Thursday, July 21, 2011

#BUSINESS; "Women Leaders Take Heart: Times Are Changing"

More androgynous and transformational views of leadership are opening opportunities for women in management, despite the persistent cultural perception that masculinity is required for strong leadership.

Although strong leadership continues to be perceived as an overtly masculine character trait, progress is being made toward a more androgynous view, especially for middle managers. In addition, a transformational leadership style, which offers mentoring and gender-neutral rewards as incentives, may enable women to sidestep stereotypical prejudice, according to a new study by researchers at Northwestern University.

This new study’s results counter past perceptions. In fact, more than 68 studies on how women are perceived in leadership roles found that overall they are still perceived as poor business leaders due to cultural stereotypes. Women are especially disadvantaged by a double-edged sword. Namely, that they are assumed to be poor leaders unless they prove otherwise by deeds, but that when they do demonstrate strong leadership they are perceived as "masculine" and presumptuous.

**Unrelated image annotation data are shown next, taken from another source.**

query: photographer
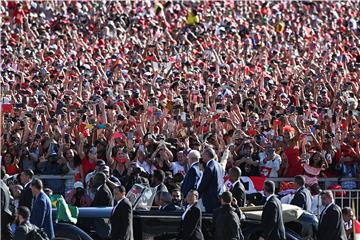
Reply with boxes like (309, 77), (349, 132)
(65, 182), (92, 207)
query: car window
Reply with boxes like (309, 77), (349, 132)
(126, 184), (145, 206)
(127, 184), (156, 210)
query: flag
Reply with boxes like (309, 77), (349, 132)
(250, 176), (266, 192)
(50, 194), (79, 224)
(353, 219), (360, 240)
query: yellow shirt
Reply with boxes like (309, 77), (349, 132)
(186, 12), (200, 26)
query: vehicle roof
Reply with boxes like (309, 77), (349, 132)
(53, 204), (304, 222)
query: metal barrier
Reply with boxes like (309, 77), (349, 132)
(35, 175), (74, 180)
(331, 189), (360, 219)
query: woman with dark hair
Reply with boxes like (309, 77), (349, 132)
(64, 149), (81, 192)
(279, 124), (304, 177)
(3, 152), (20, 175)
(303, 151), (328, 186)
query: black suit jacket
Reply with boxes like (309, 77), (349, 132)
(159, 203), (180, 212)
(177, 206), (204, 240)
(181, 162), (201, 198)
(213, 205), (244, 240)
(318, 203), (347, 240)
(230, 181), (246, 207)
(110, 198), (134, 240)
(156, 183), (169, 193)
(91, 184), (112, 207)
(14, 221), (38, 240)
(261, 196), (286, 240)
(290, 186), (311, 211)
(19, 183), (34, 211)
(198, 160), (225, 212)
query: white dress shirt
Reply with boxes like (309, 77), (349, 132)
(181, 204), (193, 220)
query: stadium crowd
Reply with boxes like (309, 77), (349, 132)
(0, 1), (360, 240)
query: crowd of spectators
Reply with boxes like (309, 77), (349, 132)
(0, 1), (360, 235)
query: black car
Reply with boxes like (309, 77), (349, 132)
(55, 184), (318, 240)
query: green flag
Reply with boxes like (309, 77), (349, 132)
(50, 194), (79, 224)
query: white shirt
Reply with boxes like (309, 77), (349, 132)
(136, 161), (156, 174)
(311, 194), (325, 218)
(206, 159), (214, 167)
(181, 204), (193, 220)
(266, 194), (275, 202)
(96, 184), (104, 191)
(24, 181), (31, 189)
(113, 197), (125, 211)
(319, 202), (334, 223)
(240, 176), (257, 194)
(259, 152), (281, 178)
(170, 162), (185, 176)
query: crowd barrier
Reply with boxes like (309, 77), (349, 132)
(36, 175), (360, 219)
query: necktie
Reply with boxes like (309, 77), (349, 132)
(319, 204), (328, 223)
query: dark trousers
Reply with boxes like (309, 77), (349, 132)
(1, 223), (14, 240)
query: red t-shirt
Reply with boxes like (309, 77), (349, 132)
(81, 155), (96, 176)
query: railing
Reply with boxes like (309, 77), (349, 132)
(35, 175), (74, 180)
(331, 189), (360, 219)
(35, 175), (360, 183)
(267, 178), (360, 189)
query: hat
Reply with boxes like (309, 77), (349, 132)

Fortunately, times are changing, especially when compared to historical studies from the 1960s when Betty Friedan published her ground-breaking book "The Feminine Mystique," which was one of the first public expressions of how women are discriminated against for leadership roles in the business place.

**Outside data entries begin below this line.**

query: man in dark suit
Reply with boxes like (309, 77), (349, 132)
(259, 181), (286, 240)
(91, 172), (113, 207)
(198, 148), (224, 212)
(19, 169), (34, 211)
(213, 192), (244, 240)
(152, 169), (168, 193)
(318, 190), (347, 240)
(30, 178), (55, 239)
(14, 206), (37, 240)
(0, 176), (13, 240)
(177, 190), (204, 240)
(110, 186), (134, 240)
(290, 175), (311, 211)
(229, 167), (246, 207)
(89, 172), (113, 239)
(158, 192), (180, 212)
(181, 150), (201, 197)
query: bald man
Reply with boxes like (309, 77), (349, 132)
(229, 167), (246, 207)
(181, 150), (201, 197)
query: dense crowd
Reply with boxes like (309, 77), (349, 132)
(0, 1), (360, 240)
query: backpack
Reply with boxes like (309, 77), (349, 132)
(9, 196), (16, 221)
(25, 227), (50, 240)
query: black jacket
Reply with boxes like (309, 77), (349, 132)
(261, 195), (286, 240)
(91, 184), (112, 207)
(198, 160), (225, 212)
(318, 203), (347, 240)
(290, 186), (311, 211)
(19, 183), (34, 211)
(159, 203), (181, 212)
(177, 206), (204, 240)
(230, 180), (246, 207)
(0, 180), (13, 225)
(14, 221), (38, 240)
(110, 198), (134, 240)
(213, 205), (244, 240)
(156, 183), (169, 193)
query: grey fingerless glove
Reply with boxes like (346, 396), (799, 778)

Even today, however, women are often assumed to be poor leaders--unless they prove themselves with acts of strong leadership. And even though many will perceive them as masculine and presumptuous as a result, adoption of a transformational leadership style including mentoring and the use of gender-neutral rewards as incentives, can often mitigate prejudice and result in managerial advancement.

Middle management, in particular, has become more tolerant of androgynous leadership roles which women often fit well. Qualities, such as assertiveness and competitiveness are still associated with both strong leadership and masculinity, but women who express them are not automatically disadvantaged as was often the case in prior years.

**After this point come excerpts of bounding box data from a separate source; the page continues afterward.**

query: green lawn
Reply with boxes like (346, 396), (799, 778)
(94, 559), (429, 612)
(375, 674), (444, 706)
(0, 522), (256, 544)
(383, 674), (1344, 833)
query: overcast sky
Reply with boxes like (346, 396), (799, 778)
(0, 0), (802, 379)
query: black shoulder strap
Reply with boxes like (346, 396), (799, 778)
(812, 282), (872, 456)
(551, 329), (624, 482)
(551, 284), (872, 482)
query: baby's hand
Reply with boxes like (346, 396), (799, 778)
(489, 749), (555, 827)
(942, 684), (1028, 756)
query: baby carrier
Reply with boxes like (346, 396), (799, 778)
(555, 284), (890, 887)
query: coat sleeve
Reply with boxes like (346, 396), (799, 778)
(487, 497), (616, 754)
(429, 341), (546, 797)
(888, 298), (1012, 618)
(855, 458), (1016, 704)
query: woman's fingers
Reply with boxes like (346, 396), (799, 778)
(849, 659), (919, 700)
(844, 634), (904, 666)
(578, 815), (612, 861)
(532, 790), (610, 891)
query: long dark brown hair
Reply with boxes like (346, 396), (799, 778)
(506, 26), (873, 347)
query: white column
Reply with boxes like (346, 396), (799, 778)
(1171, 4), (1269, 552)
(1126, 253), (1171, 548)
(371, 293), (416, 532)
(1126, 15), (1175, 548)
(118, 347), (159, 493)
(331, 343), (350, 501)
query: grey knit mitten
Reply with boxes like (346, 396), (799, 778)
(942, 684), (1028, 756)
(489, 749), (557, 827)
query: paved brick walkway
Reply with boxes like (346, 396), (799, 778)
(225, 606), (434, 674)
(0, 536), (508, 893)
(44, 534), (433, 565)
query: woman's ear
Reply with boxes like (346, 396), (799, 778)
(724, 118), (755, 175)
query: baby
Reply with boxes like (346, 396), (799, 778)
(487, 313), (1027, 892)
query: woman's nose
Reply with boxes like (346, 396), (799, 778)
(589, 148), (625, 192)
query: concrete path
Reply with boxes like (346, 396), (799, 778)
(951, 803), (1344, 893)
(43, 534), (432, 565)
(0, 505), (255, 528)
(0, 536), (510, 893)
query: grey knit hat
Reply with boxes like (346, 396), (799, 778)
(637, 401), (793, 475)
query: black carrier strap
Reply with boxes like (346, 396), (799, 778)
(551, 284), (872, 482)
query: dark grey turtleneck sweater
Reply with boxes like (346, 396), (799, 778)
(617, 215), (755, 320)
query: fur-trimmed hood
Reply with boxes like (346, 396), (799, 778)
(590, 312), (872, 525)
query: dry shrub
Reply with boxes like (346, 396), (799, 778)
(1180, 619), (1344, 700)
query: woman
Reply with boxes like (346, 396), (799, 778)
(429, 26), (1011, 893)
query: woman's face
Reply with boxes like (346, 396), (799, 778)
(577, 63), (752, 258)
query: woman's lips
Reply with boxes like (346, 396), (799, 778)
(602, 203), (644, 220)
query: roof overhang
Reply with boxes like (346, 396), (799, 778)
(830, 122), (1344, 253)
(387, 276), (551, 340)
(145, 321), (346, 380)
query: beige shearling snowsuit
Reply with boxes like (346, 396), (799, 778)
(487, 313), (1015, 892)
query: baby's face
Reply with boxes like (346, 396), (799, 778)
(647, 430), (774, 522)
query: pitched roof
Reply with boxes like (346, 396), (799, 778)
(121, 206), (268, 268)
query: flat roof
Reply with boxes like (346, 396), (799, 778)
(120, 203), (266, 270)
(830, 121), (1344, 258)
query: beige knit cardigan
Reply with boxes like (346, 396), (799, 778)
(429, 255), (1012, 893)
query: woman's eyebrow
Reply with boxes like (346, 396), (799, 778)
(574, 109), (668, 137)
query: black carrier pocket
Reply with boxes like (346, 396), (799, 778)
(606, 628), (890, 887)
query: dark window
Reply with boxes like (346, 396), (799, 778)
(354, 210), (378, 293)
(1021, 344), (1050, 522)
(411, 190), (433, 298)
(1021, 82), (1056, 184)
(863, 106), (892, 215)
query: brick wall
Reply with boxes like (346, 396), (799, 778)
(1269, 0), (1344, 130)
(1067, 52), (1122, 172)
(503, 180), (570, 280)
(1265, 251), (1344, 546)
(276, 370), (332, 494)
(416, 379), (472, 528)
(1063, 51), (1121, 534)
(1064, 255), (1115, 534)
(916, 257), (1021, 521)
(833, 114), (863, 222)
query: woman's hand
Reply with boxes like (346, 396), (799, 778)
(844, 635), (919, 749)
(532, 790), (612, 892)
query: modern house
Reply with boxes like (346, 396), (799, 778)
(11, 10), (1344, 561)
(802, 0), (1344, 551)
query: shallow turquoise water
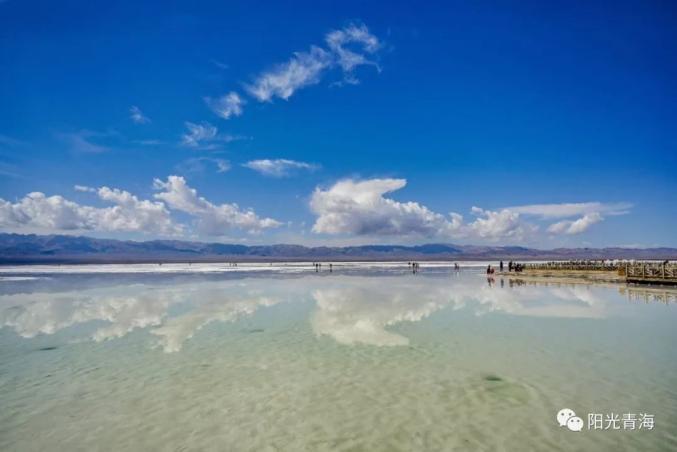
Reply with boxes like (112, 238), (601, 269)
(0, 263), (677, 451)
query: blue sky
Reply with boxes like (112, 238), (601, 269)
(0, 0), (677, 248)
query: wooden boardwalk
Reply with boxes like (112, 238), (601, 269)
(524, 261), (677, 285)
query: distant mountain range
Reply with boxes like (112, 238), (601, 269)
(0, 234), (677, 264)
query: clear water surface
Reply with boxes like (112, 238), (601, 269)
(0, 262), (677, 451)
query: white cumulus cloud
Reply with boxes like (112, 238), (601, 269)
(0, 186), (182, 235)
(154, 176), (282, 236)
(310, 179), (460, 237)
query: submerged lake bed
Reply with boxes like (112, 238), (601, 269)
(0, 262), (677, 451)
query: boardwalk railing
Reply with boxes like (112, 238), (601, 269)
(524, 261), (677, 281)
(618, 262), (677, 279)
(524, 261), (619, 272)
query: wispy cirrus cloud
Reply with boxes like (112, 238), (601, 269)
(129, 105), (150, 124)
(506, 201), (633, 235)
(246, 24), (381, 102)
(57, 129), (115, 154)
(176, 157), (231, 173)
(247, 46), (332, 102)
(204, 91), (245, 119)
(205, 23), (382, 119)
(242, 159), (320, 177)
(181, 121), (242, 151)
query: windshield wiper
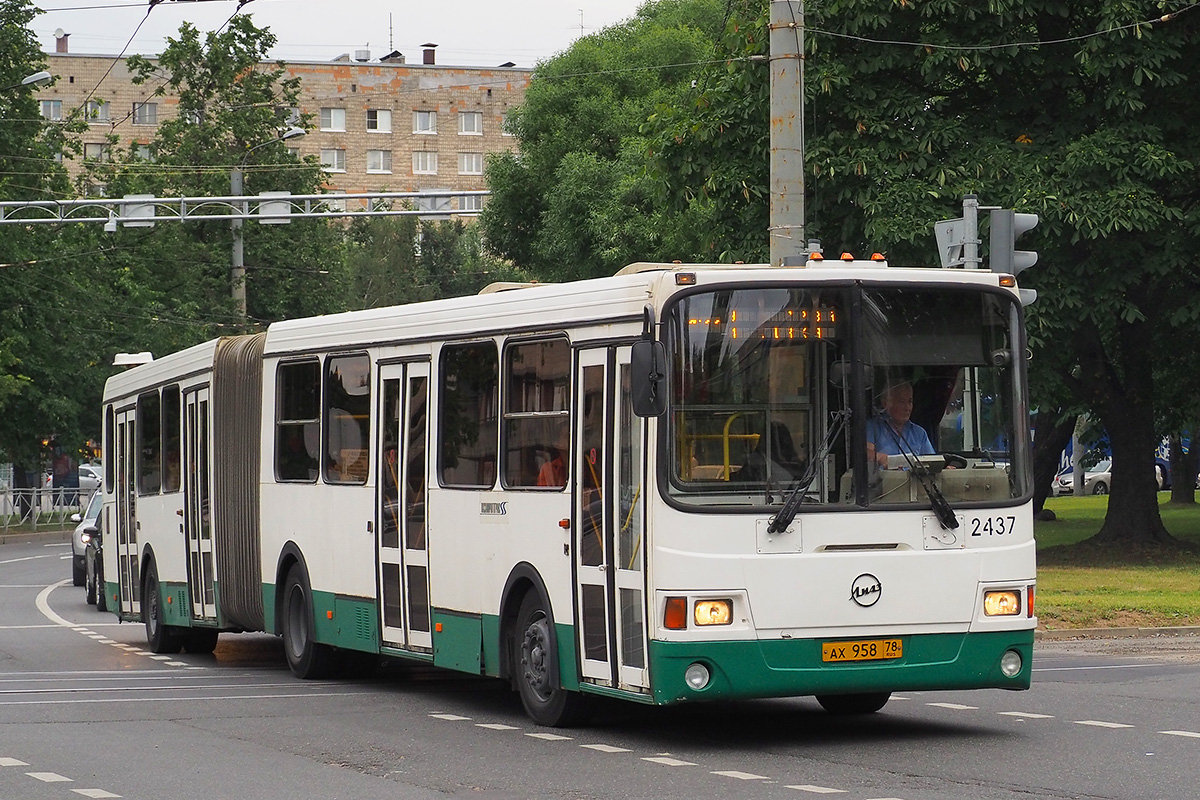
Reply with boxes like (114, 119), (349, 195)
(767, 410), (850, 534)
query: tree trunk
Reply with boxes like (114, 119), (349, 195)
(1171, 434), (1200, 505)
(1033, 410), (1079, 513)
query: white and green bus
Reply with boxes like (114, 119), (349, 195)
(103, 259), (1037, 726)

The Northwestern University study found a change in perception. "Cultural stereotypes can make it seem that women do not have what it takes for important leadership roles, thereby adding to the barriers that women encounter in attaining roles that yield substantial power and authority," said Northwestern professor Alice Eagly. Nevertheless, a distinct shift toward more androgynous leadership roles is spreading in different parts of the world and within subcultures here in the United States. For instance, educational institutions often view leadership less as a masculine quality.
In the study, the researchers conducted new meta-analysis using three separate paradigms to provide independent tests on the validity of perceived leadership stereotypes. These paradigms are think-manager/think-male, agency-communion, and the masculinity-femininity spectrum.

Eagly, a faculty fellow in the Institute for Policy Research at Northwestern, performed the meta-analysis with professors Anne Koenig at the University of San Diego, Abigail Mitchell at Nebraska Wesleyan University and Tiini Ristikari at the University of Tampere (Finland).